There is a very well known quote that more or less says: “life is a marathon, not a sprint”. The same wisdom not only applies to being a successful investor, but pretty much anything one wishes to do well in life whether it be to become a professional athlete, expert programmer or prolific artist. Gaining competence and confidence in any endeavor requires dedicated time, focused practice and supportive mentorship.
With 20 years of experience in fundamentals analysis, business development, risk management, strategic decision making, successful investments and an abundance of research behind us, we thought it was finally time to share this knowledge with our friends and family in a simplified and easy-to-understand manner and help them work their way towards greater financial freedom. While it has personally taken me 10 years to get to this point (and still working daily to refine and improve), the purpose of this blog is to help you get there in a much shorter period of time by saving you the heartache of making the same mistakes I made (and believe me, I’ve made plenty costly ones) and distilling the investment process down to the most basic and relevant points needed to become a successful investor. What does a successful investor look like you ask? Here are the primary characteristics in no particular order:
Key traits to becoming a successful investor:
- Capital Preservation – Minimizing chances of complete loss of capital
- Diligent Research – Due diligence of fundamentals through research
- Sound Mindset – Sound decision making rooted in rational behavior
Throughout my years of experience and research on the world’s top investors, although styles may vary from individual-to-individual or company-to-company, these three primary themes stand out as a common link amongst the best of the best who have successfully and continuously beat the returns of stock market indices (ie. S&P 500, Dow Jones Industrial Average and the NASDAQ).
To begin, I will start with an explanation of one very simple, but powerful concept that every successful investor in the past has understood and one every new investor should have deeply rooted in their minds. That is the effect of compounding interest.

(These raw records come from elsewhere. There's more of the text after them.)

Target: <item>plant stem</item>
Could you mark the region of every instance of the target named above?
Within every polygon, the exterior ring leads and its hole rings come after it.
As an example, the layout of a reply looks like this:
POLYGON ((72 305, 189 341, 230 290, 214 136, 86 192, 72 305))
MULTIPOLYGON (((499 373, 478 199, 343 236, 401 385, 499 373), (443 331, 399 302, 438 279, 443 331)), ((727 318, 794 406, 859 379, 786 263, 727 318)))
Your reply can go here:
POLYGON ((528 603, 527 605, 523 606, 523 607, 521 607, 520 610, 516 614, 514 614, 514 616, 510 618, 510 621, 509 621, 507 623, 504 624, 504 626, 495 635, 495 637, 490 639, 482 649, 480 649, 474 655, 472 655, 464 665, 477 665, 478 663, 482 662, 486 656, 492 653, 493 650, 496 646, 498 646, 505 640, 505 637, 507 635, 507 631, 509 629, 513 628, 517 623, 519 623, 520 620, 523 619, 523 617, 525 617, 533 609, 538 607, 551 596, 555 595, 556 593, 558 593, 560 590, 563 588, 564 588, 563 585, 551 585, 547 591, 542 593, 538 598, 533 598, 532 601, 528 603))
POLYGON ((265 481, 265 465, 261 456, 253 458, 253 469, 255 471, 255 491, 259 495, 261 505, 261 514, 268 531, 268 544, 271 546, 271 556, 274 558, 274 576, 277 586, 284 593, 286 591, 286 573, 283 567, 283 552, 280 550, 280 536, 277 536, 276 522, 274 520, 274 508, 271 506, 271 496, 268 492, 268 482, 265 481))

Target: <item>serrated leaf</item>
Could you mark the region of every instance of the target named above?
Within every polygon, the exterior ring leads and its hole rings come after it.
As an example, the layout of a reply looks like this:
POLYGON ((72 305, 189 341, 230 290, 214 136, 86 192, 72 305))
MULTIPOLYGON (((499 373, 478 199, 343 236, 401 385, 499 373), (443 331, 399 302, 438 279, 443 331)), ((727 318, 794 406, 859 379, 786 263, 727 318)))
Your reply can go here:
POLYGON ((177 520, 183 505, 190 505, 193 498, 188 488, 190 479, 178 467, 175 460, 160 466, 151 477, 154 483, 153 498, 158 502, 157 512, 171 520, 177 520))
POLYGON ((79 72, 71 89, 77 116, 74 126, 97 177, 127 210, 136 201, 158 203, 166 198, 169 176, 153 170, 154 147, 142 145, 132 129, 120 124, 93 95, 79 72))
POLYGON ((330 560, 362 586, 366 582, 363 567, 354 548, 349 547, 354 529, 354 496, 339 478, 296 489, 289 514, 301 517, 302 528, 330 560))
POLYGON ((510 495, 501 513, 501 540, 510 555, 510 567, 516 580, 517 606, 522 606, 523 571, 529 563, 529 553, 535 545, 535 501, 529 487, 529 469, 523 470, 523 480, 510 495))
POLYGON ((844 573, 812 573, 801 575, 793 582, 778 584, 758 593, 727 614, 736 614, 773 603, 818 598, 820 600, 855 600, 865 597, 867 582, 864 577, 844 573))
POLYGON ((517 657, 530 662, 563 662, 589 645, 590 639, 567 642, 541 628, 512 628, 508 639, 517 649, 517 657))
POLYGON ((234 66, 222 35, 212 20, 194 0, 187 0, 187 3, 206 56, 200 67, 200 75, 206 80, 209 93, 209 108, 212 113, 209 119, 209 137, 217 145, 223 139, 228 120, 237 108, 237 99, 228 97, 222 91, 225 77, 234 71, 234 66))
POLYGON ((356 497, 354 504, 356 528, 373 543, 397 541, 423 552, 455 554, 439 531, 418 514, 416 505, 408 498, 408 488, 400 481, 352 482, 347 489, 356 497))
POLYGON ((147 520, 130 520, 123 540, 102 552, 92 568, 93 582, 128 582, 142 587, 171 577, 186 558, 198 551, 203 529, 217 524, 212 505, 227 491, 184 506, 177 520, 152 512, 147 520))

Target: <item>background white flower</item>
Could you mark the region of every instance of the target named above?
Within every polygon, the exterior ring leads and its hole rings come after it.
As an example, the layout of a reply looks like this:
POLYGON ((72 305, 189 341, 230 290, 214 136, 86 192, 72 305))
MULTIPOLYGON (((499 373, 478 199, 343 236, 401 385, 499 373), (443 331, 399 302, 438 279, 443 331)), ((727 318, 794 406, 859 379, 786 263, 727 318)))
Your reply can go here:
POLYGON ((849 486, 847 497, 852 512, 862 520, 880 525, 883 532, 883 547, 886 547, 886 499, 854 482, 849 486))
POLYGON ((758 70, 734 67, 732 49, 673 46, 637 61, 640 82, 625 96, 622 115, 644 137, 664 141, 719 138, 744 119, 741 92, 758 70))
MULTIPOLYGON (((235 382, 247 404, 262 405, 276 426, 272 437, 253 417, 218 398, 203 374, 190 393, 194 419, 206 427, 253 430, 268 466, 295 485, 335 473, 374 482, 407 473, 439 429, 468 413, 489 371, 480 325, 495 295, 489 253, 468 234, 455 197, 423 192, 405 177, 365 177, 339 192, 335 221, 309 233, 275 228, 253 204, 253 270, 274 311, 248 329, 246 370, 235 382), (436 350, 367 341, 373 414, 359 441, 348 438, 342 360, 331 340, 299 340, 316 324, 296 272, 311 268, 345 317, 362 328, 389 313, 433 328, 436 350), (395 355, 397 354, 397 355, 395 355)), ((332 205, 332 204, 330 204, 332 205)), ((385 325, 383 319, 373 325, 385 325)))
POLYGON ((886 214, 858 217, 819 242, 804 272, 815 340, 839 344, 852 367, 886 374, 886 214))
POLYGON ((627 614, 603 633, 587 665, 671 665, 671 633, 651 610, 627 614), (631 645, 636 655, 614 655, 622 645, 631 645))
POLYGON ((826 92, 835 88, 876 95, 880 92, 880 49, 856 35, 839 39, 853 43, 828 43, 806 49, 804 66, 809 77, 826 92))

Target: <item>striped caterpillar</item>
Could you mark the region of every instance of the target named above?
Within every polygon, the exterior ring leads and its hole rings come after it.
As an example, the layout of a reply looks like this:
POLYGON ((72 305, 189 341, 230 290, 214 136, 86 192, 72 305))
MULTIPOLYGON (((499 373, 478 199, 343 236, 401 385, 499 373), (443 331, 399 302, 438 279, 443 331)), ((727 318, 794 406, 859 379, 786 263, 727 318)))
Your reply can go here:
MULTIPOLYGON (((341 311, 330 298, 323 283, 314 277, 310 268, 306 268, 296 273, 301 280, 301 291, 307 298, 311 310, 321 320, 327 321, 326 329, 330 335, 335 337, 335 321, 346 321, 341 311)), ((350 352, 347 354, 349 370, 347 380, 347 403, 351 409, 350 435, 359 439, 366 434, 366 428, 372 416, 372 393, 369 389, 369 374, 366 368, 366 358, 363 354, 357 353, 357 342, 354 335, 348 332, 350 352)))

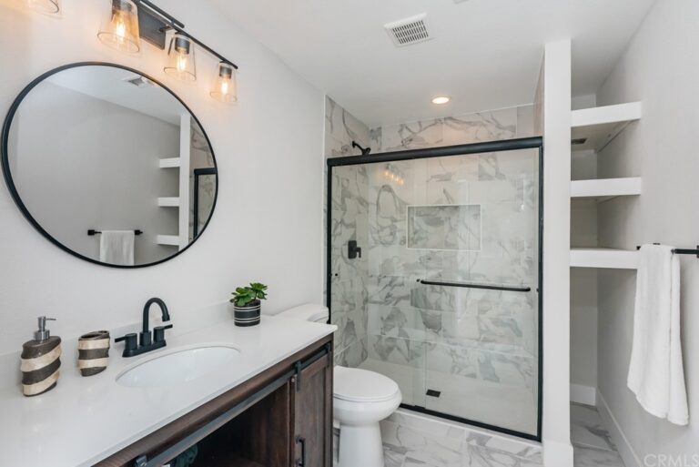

What is Compounding and How Does It Work?
Basic Explanation of Compounding
The concept of compounding (or compounding interest) is something most of you were probably introduced to sometime during your education but likely glossed over, as I did, as it likely it simply wasn’t interesting at that time. The fact of the matter is, the concept of compounding interest is one that has been recognized by the best and brightest in math and investing, notably Albert Einstein and Warren Buffett.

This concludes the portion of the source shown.